You can contact the IMHA service directly if you want to.
What is a nearest relative?
The person known as your ‘nearest relative’ can help you protect your rights. The ‘nearest relative’ is a legal term used in the Mental Health Act. It is not the same as your next of kin. Your nearest relative has limited rights when you are on a hospital order compared to other Mental Health Act detentions. Your nearest relative can apply to the tribunal to discharge you. They can do this in the period between 6 and 12 months after the making of the hospital order. They can also apply once in every following year.
Where can I get further information?
The Equality and Human Rights Commission have published guides on your rights when detained under the Mental Health Act in England. You can download free copies of the guides here:
Please see ‘Download forensic introductory guide’ and ‘Download forensic full guide’ at the bottom of the page.
Can the doctor treat me if I don’t want it?
Doctors can treat you even if you don’t want it:
- for 3 months
- after that only once they have got a second opinion.
An independent doctor will visit you to give a second opinion. This doctor is called a second opinion appointed doctor (SOAD). If the SOAD agrees you need treatment, this can continue even if you don’t want it.
What about Electroconvulsive therapy (ECT)?
Doctors cannot give you electroconvulsive therapy (ECT) unless:
- you agree
- you lack mental capacity and a SOAD agrees that you need it
- it is an emergency
You can find more information about ‘Electroconvulsive therapy (ECT)’ at www.rethink.org.
What can I do if I am unhappy about my treatment?
If you are unhappy with your treatment you can try the following.
- Speak to your responsible clinician – this is the psychiatrist in charge of your care
- Speak to your named nurse
- Speak to an Independent Mental Health Advocate (IMHA) - they can help raise any issues you have about your care and treatment
- Make a complaint
Who can discharge me and what might happen?

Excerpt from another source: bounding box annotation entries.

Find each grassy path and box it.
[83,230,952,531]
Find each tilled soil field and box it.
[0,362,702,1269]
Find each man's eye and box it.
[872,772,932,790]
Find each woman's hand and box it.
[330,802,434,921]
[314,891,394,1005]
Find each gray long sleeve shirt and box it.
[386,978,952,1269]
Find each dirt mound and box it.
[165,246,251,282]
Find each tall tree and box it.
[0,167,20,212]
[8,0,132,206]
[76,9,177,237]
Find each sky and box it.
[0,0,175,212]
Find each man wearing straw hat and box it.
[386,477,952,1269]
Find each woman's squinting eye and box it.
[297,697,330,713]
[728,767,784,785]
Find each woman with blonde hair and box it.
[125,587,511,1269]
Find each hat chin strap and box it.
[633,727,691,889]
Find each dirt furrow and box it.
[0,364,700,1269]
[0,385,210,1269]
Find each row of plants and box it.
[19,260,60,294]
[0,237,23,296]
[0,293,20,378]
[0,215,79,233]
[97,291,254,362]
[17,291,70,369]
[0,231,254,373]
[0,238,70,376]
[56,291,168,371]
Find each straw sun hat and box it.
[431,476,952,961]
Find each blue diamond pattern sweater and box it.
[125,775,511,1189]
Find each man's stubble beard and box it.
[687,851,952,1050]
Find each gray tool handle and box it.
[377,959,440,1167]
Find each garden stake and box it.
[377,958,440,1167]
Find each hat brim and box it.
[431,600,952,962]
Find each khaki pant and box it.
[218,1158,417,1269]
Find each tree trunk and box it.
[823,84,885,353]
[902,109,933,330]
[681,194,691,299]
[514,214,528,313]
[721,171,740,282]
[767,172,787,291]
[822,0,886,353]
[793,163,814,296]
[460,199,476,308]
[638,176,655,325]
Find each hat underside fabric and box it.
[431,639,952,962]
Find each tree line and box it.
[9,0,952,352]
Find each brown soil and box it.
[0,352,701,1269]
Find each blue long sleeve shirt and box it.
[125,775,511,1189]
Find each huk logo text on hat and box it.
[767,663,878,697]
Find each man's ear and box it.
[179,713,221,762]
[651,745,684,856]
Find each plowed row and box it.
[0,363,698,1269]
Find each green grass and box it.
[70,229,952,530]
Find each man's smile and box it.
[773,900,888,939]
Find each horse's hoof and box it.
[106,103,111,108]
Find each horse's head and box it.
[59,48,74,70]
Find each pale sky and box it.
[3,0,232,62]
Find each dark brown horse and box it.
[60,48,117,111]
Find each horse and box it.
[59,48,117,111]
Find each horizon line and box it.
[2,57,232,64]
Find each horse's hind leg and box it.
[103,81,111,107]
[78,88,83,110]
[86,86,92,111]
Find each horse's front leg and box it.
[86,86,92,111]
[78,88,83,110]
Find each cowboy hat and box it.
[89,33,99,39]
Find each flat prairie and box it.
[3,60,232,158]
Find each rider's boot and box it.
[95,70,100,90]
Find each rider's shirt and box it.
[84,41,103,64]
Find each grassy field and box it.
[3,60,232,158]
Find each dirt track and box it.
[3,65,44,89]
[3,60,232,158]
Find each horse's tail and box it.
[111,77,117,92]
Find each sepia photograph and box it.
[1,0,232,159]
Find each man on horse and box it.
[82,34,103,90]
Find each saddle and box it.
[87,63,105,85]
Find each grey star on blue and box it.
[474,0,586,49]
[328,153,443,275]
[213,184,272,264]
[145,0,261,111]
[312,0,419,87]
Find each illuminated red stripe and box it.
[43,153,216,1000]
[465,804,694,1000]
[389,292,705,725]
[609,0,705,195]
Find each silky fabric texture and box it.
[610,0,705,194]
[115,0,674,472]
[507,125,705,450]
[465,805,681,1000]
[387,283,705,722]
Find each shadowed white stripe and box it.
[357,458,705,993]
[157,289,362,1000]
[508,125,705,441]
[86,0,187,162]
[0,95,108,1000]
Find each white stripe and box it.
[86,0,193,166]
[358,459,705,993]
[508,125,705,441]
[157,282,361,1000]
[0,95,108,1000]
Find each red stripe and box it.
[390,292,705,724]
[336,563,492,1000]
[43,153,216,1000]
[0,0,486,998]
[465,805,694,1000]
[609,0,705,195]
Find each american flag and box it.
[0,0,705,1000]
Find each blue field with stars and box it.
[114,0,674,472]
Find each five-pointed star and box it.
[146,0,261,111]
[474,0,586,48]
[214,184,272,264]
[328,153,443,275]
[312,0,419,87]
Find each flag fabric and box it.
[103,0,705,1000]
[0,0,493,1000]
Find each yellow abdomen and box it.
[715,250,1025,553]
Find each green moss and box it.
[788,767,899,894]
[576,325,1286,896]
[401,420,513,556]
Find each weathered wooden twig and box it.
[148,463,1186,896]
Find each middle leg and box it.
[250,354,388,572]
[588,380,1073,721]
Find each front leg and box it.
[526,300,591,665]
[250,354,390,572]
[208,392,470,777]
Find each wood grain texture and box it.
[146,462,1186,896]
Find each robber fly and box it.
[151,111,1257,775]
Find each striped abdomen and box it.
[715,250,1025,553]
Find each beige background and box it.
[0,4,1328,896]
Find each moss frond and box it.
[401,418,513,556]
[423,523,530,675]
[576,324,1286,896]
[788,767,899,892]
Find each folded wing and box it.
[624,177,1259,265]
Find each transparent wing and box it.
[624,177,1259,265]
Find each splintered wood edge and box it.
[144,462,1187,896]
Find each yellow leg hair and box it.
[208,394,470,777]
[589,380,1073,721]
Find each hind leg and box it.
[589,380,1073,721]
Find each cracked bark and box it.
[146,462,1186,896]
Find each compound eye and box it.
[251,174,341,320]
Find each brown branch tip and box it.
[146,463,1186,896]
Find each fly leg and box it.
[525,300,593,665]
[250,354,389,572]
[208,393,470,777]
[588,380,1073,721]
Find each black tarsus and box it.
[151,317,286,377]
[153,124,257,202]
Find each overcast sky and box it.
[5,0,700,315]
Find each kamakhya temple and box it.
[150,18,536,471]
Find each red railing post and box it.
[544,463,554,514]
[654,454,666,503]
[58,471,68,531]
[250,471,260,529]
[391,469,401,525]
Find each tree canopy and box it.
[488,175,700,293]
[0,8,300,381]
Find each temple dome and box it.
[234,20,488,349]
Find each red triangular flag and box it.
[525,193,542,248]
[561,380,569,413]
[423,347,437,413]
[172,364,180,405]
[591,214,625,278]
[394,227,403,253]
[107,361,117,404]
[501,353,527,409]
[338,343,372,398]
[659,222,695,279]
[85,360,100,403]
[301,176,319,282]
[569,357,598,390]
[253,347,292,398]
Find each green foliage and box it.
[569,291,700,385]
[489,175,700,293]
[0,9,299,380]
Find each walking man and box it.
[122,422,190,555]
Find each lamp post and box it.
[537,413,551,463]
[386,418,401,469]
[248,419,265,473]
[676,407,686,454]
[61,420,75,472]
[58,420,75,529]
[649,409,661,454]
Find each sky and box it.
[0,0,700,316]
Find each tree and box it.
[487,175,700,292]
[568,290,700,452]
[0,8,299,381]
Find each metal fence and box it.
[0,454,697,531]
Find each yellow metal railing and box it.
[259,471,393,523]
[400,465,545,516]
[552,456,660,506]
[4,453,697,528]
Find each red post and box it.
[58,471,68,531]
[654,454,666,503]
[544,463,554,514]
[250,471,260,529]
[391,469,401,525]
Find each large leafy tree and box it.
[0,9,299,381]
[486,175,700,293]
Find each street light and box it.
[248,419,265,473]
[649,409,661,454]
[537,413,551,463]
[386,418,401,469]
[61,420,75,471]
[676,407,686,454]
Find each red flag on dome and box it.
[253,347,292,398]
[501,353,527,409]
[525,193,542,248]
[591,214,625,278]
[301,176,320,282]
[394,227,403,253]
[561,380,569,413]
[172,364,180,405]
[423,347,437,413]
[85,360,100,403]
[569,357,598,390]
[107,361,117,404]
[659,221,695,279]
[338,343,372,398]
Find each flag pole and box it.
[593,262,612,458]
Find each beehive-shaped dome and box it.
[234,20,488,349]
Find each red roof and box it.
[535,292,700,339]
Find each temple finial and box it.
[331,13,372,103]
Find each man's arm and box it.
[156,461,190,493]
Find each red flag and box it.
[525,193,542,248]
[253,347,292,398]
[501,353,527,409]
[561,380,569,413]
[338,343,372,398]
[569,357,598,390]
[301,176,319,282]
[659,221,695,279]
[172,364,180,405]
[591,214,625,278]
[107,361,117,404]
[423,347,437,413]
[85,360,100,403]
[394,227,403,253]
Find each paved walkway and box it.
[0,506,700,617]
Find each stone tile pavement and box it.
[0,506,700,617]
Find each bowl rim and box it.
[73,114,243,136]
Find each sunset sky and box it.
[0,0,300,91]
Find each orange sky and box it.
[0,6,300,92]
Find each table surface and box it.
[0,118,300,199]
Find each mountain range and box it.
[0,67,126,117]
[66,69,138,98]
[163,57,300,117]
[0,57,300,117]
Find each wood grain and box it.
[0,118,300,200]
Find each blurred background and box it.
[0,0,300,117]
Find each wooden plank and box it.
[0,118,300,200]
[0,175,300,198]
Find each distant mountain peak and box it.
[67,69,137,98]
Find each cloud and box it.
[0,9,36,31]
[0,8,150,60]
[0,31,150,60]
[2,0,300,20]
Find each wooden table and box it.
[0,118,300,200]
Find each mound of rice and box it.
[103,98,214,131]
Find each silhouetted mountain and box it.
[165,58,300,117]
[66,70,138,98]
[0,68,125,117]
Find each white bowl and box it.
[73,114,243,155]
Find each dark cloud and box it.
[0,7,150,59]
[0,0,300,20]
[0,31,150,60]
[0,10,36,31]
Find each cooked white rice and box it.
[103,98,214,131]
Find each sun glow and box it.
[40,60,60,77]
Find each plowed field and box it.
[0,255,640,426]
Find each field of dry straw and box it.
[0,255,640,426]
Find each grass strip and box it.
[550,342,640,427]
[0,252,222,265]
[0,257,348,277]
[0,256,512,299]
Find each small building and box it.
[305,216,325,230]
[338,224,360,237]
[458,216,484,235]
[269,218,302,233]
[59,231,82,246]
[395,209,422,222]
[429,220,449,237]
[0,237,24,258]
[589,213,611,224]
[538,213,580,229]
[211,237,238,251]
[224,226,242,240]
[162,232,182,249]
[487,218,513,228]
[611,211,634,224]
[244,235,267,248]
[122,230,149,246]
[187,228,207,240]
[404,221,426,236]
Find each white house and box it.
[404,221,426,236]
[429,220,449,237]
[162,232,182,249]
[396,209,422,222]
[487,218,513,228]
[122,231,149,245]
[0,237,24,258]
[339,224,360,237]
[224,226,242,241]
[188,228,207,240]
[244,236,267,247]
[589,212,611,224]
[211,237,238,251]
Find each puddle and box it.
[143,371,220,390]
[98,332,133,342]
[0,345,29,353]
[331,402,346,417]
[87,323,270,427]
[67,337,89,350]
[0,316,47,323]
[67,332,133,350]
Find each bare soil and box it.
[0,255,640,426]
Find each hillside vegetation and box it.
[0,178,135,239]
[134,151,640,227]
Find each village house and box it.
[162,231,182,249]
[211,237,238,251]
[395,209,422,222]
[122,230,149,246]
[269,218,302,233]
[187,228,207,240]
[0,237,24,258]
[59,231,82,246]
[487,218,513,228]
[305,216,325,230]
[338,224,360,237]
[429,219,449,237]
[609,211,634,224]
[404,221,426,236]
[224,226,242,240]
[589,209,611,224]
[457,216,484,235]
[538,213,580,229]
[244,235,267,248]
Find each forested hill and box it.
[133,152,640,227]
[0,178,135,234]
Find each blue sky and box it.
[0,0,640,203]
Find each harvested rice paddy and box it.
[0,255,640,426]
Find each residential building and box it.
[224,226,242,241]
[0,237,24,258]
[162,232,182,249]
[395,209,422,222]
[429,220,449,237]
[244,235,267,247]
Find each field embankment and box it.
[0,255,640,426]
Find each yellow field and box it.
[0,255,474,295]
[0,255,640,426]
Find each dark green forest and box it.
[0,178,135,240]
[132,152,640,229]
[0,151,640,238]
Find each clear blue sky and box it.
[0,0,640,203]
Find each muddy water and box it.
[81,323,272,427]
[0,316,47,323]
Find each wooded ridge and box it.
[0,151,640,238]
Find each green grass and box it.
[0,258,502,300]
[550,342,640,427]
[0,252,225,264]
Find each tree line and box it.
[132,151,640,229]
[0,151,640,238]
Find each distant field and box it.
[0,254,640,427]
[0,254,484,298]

You can be discharged from Section 37 by:
- your responsible clinician – who is the psychiatrist in charge of your care
- the hospital managers
- a tribunal
- your nearest relative
Please see Section 4 of this factsheet for more information on discharge by the hospital managers, the tribunal or your nearest relative.
What is a community treatment order (CTO)?
Your responsible clinician (RC) might think you need to be on a community treatment order (CTO).
A CTO is when you live in the community but you remain under The Mental Health Act.
Under a CTO you have to agree to certain conditions. This could include you getting medical treatment or taking certain medication. Your RC should make any conditions clear to you.
You cannot be treated without your permission on a CTO.
A CTO means that your RC can take you back to hospital if they feel:
- you need treatment in hospital again
- there is a risk of harm to you or other people if you are not taken back to a hospital
- you have not kept to your conditions.
When will my hospital order become ‘spent’?
Sometimes you have to tell people about criminal convictions. For example, when you apply for a job.
But once you are discharged from a hospital order you don’t have to tell potential employers or anyone else about it.
The hospital order becomes what is known as ‘spent’ as soon as you are discharged from it.
What sort of aftercare could I get?
When you leave hospital the NHS and Social Services must provide you with free aftercare services. They have to do this under section 117 of the Mental Health Act.
Aftercare services provided free of cost must:
- meet a need you have because of your mental health condition
- reduce the risk that your condition will deteriorate
This may include things such as therapies, services or social care.